Yep, another one-shot.
A warning: This is a little something that is, in reality, pretty much nothing at all. It serves no grand purpose and has no solid point. And, most importantly (or not) it's simply the result of me missing Qui-Gon, and my belief that our two heros' relationship was, at its core, solid and good - and that Anakin's fall was the offspring of numerous things none of them could have changed (and, of course, some things they could have - but then again, all the interesting stuff wouldn't have happened had Anakin sorted through his blasted hardheadedness and realized Obi-Wan would understand the business with the Tusken Raiders better than almost anyone else, now would it?).
As always, a lack of purpose notwithstanding, I really hope someone enjoys this (:
Disclaimer: Still don't own any of it.
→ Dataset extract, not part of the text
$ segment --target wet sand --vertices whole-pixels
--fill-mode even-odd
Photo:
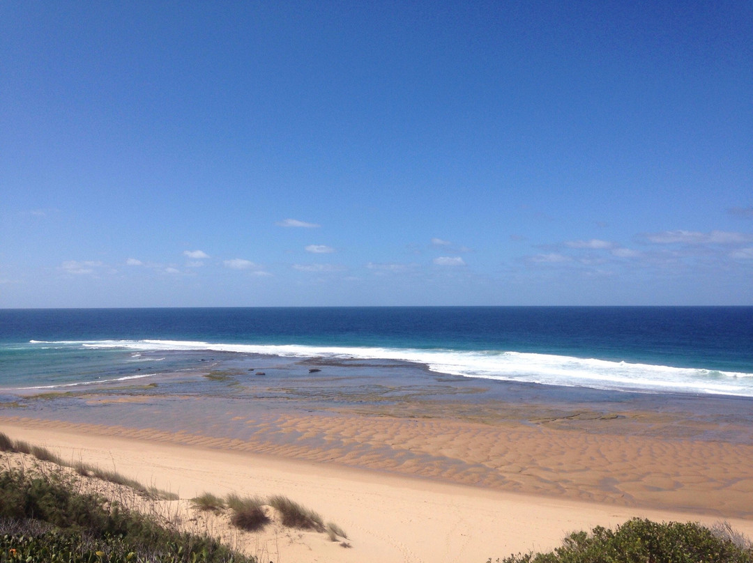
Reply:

All credit belongs to George Lucas and his brilliant team of geniuses.
"How often do you think about him?"
Obi-Wan Kenobi, Master of the Jedi Order and Councilor of its High Council, started. His head rolled imperceptibly to the side - not enough to be noticed by the still figure lying beside him, but enough to unpleasantly scrape the back of his head. He was not on the most comfortable of… mattresses.
"Whom?"
On his right, the until-then unmoving figure stirred. "Qui-Gon."
It was no longer as difficult to hold back the inherent flinch as it'd been eleven years ago - hell, five years ago. He had learned since then, had succeeded in accepting the unimaginable fact that his master was dead - that he was one with the Force - and that it was, at least partially, his own fault.
After all, there was no death. There was only the Force.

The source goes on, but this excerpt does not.